Many of my art therapy colleagues were sad to learn today that Don Jones, one of the founders of the profession, has died. Don’s life and work as an artist and art therapist have had a deep and significant impact so many of us that it is difficult to articulate just how much he has influenced modern day practice. Most importantly, he was part of a unique generation of individuals who simultaneously arrived at the idea of “art therapy,” yet practiced in isolation for many years until making contact with each other in the 1950s and 60s.

What I have always found most fascinating about Don Jones is how he arrived at the notion of art as a form of therapy. It all began as a conscientious objector during the Second World War, during the period of approximately 1943 to 1947, summed up by Don as follows:
“It was at this time and under these circumstances that some 3000 conscientious objectors, drafted by the Selective Service, volunteered to staff many state hospitals. Under the Selective Training and Service Act of 1940, the US Congress had made provisions for conscientious objectors to perform work of national importance under the auspices of a Civilian Public Service program” (Jones, 1983, p. 22).
So after being drafted and, as Don noted, serving a 6-month stint as a human guinea pig for the Army Medical Corps, he volunteered at the age of 19 years and ended up as an artist in the world of psychiatry. He was assigned to Marlboro State Hospital in New Jersey, a facility that housed 2,800 individuals in various buildings with about 150 patients each. Essentially, Don was a “jack-of-all-trades.” serving meals and providing general assistance to patients.

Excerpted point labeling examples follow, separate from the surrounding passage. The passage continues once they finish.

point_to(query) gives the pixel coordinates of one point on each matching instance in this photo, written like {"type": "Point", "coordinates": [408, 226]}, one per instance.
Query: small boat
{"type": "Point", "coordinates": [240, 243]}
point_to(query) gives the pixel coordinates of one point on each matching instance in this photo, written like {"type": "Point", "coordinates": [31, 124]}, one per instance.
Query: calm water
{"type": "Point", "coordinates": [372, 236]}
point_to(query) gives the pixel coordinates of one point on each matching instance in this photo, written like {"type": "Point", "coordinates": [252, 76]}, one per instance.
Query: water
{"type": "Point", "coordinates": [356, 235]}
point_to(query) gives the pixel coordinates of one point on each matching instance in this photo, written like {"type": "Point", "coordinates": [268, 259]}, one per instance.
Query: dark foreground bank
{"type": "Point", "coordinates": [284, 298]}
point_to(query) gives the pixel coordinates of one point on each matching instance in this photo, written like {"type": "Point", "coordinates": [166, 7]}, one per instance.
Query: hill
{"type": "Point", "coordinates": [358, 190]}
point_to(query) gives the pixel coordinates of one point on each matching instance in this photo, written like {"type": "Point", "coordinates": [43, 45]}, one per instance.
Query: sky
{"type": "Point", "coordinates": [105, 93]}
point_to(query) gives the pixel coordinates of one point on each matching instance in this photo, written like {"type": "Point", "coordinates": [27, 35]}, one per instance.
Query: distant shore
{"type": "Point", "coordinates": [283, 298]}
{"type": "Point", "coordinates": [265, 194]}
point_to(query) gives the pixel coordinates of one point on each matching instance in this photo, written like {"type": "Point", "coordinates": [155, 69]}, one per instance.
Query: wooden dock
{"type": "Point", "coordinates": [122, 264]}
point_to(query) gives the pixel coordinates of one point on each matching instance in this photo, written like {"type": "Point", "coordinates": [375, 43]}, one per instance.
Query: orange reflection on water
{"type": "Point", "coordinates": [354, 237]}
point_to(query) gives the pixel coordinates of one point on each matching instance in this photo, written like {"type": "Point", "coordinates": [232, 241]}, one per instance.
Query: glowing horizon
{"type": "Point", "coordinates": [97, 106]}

As Don said, “we didn’t have psychotropic medicines [that] are available now” and there were no specialized programs like art therapy or other treatments. In those moments at Marlboro, he had an epiphany--that art making was, in fact, his own asylum and means of survival as he witnessed daily human misery, first hand.

Don also collected the artworks of patients who produced creative images not only out of boredom, but also out of the inner need to find their own reparation and emotional homeostasis. He noted, “The walls, the halls and even the tunnels and passageways beneath buildings were covered with elaborate, spontaneous scribblings, depicting pain, tumultuous anxiety, and abandoned hope. It was more than graffiti—it was soul language!” And, in my estimation, then and there emerged one of the first “art therapists” in the US, because at that point Don began his journey to understand what these individuals were trying to communicate and how he could perhaps help them find healing through art expression.
Don’s work and a series of cathartic paintings of hospitalized individuals eventually came to the attention Dr. Karl Menninger and was invited to exhibit his paintings in the Menninger Foundation museum. He was also asked to initiate an art therapy program at the Menninger Foundation Hospital, one of the largest hospitals at the time in the US; he was later joined by art therapist, Robert Ault and they established a formal Creative Activities Program at Menninger. Don and Bob went on to help establish the American Art Therapy Association in the late 1960s with colleague Myra Levick and others. At around that time, he also became the Director of Adjunctive Therapy at Harding Hospital in Worthington, OH and mentored and supervised art therapists-in-training for many years.
I am one of many who will deeply miss Don Jones because he was not only a friend and colleague, but also a mentor and guide whose wisdom and vision for the field of art therapy inspired several generations of professionals. Don’s induction speech and presentation of an art therapy Honorary Life Member award to me in 2002 is one of life’s unforgettable moments; his words and well-wishes have sustained me as a helping professional and visual artist for every year since. But most of all, I feel fortunate to have crossed paths with this unforgettable character whose own unlikely and remarkable journey changed so many lives in so many ways.
With gratitude,
Cathy A. Malchiodi, PhD, LPCC, LPAT, ATR-BC, REAT
© 2015 Cathy Malchiodi
Reference
Jones, D. (1983). An art therapist’s personal record. Art Therapy, 1(1), 22-25.